The Seven Summits classes were generously hosted by Joanne Drystek and Shane Preedy: two dedicated volunteers, who are as passionate about curling as they are teaching the sport.

Lessons began, as all slippery sports should, with safety procedures and precautions about using sliders on the ice. Balance techniques and the control to prevent or reduce falls were modelled. Instruction continued with ice technology, ‘pebbling,’ and the specialized way that Ice Master’s get the surface in tip-top shape for rocks to glide smoothly down the sheet.

The Rossland Curling Club provided students with the equipment to play the game: brooms, sliders, and shoes were all readily available.

Students were asked about their previous experience with curling: had they played, watched on television, or had any previous knowledge about the sport? For many of the students, this was their first contact with curling, and they were cautiously excited to learn.

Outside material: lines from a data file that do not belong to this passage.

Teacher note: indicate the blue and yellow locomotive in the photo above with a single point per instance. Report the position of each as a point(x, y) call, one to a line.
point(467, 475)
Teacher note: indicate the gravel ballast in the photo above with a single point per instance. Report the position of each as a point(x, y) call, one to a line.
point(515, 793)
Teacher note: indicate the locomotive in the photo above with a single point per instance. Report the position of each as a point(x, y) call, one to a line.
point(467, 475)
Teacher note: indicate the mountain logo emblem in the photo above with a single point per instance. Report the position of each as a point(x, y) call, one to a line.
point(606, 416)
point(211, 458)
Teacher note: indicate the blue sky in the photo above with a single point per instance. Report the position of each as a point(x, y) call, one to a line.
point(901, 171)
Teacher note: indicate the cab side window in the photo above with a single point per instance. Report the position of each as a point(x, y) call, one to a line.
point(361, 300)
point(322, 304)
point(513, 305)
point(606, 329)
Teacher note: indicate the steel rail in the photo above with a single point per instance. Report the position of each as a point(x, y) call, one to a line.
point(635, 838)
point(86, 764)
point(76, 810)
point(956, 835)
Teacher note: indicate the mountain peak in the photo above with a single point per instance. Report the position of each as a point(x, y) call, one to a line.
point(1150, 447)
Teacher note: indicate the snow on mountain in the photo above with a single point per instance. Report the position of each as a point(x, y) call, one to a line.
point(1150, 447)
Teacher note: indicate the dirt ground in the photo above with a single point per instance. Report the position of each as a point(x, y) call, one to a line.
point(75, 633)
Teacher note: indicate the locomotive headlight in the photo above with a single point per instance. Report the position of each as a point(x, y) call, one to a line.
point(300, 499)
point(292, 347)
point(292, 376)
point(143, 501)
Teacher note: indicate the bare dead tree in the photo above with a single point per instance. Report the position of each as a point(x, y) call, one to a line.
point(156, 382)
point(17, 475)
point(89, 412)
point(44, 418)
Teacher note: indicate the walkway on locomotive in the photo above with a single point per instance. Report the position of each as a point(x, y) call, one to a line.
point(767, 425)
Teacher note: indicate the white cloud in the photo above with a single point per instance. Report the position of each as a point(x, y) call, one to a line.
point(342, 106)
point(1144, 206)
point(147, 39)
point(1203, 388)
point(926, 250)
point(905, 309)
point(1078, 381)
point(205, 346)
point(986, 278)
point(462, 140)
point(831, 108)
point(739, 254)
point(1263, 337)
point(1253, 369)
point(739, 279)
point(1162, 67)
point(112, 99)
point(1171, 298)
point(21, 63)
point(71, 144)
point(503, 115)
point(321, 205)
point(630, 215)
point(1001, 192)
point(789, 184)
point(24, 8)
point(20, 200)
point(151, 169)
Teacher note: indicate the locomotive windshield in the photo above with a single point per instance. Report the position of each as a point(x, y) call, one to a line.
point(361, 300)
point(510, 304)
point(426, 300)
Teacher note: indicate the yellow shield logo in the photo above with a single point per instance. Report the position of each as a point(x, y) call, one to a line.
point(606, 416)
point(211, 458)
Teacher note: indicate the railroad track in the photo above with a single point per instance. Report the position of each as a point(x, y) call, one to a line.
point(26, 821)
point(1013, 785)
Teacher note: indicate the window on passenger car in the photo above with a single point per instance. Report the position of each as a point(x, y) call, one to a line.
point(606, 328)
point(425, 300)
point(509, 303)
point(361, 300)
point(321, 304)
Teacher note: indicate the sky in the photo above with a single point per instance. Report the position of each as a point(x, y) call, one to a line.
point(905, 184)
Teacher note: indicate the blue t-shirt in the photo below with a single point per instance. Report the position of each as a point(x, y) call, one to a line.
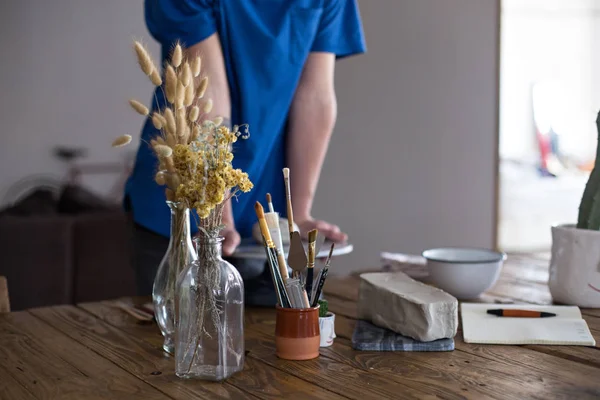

Sheet terminology such as the house, hog line, back line, and button were explained on a play board, and then supported with active learning on the ice.

Drystek playfully gave different scenario examples for how the stones may look in the house, and assisted students to learn the key vocabulary through engaging examples.

“I was impressed by their interest and enthusiasm,” said Drystek.

Next it was onto the sheet. Positions and techniques for delivering the stones out of the hack were critically reviewed and practiced.

“We like to give them that confidence in a safe and effective way,” said Preedy.

Students practiced perfecting the long lunging glide technique on the one slippery foot. Then, using the broom for support, they progressed to adding the stone in their hand. Students were then taught how to position the handle to get the right spin for the perfect throw.

What was the right ‘weight,’ or amount of effort to get the stone to reach the spot in the house? When it came time for each of them to try their first shot, many of them were right on the ‘button’ with very few ‘hogged stones.’

Finally, it was time to play a game. Game objectives and scoring were taught so that students could play and score their efforts.

Each team had four players who delivered two stones to complete ‘ends.’ The first through third player carefully looked for the ‘call’ from their skip, and aided by the sweepers, delivered the stones. This resulted in a tie. No matter! They all felt like winners to learn a new fun and interactive game.

“Students welcomed the challenge and the excitement,” noted Drystek. “It was great to watch them develop their skills and confidence on the ice. Playing a game during the last lesson highlighted how far they had progressed.”

Seven Summits Learning Centre students are grateful to Joanne Drystek and Shane Preedy for their time and expertise as community mentors.

The Rossland Curling Club welcomes the opportunity to reach people that would otherwise not have access to the sport. As they say on Curl BC’s website, “Our House is Your House.”